There are two major announcements here, with one improving smartphone fingerprint biometric security, while the other is all about the ever-important smartphone camera.
The first of these is for the smartphone screen, which in a few phones last year and likely in a lot more this year will support fingerprint reading in the screen itself. While Apple has moved away from fingerprint reading entirely and adopted facial recognition, some phone companies will opt for both, and combine the fingerprint reader with the screen, removing the design hurdle that is often a fingerprint reader from the front.
One of the downsides with an in-screen fingerprint reader is you have to generally pick one section where it works, seen in Oppo’s R17 Pro among other phones that use the technology, but Oppo has been working on an improvement to this.
Oppo is announcing that it has built a wide zone fingerprint recognition technology which it says recognises a finger over more space, with two-finger support also thrown in, a move that could increase security dramatically.
There’s also a newly announced improvement to the smartphone camera, with Oppo announcing a triple camera solution made to hit a staggering 10X zoom.
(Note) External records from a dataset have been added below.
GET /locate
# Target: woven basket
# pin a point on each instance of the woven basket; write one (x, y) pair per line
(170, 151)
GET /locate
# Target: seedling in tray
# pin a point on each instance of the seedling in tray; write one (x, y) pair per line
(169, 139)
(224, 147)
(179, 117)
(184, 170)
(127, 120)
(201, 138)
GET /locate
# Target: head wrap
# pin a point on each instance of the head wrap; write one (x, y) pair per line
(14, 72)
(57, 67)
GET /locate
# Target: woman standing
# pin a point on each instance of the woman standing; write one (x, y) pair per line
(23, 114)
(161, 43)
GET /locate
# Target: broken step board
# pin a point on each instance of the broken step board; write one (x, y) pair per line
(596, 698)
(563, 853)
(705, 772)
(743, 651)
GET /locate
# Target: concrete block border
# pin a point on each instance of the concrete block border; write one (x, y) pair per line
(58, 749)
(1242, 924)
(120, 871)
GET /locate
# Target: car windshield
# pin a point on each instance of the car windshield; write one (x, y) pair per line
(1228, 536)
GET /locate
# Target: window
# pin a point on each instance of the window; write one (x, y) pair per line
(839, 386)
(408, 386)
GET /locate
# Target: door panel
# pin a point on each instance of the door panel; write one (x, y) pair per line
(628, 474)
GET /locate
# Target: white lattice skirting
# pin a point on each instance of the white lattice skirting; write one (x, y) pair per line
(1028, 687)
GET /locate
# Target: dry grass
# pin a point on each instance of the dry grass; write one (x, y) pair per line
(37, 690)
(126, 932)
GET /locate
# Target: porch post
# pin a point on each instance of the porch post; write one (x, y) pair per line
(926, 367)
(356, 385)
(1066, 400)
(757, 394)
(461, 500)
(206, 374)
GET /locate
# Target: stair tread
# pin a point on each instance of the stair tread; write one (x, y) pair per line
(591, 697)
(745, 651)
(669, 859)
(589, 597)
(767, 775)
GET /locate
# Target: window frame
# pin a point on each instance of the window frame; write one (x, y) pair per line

It’s not the first time a phone has been able to hit 10X zoom, as Samsung’s Galaxy Zoom could several years ago, but that was a thick phone with moving parts for the lens. Oppo’s technology appears to be entirely inside the a typically slim body.
To make this work, Oppo has said it has a three camera solution working, with an ultra wide 15.9mm equivalent camera, a telephoto camera using a periscope design to magnify the image equivalent to 159mm, and a main camera that acts as the master camera. It sounds very much like you’ll get a wide camera, a close camera, and a standard camera with a very large sensor capable of joining the dots between focal lengths.
While Oppo hasn’t provided much information about how the 10X camera system works, it has offered an image detailing the break down of its concept, which appears to push a similar version of a camera technology is showed off back in 2017. Back then, it was shown in a 5X camera, but it was never rolled out in a production smartphone.
In fact, since that time, smartphones like the Huawei P20 Pro and Huawei Mate 20 Pro have since shown that 5X zoom is possible, even if it is largely made up by combining outputs of sensors, with the 3X optical 8 megapixel and the larger 1X 40 megapixel combining to make 5X possible.
Oppo’s take may well work in a similar way, with that 10X camera getting you closer, the ultra-wide redefining what 1X works as, while the largest sensor on the standard camera mixed with downscaling could get the rest of that distance to get it on its way from 2 or 3X to 10X.
“We pride ourselves on investing heavily in research and development to improve and innovate smartphone camera capabilities,” said Michael Tran, Managing Director at Oppo in Australia.
“Achieving a true lossless zoom has been a challenge for any smartphone on the market, and we are really excited to introduce this innovative solution and further evolve smartphone camera technology,” he said.
That word “lossless” is going to be particularly interesting here, and we’re very curious to see whether Oppo can manage a true zoom camera system in a smartphone that doesn’t need mechanical or electronic zoom mechanisms to make it happen.
Expect a demo in the next month or so at Mobile World Congress 2019, with the product hopefully arriving in a phone later in the year.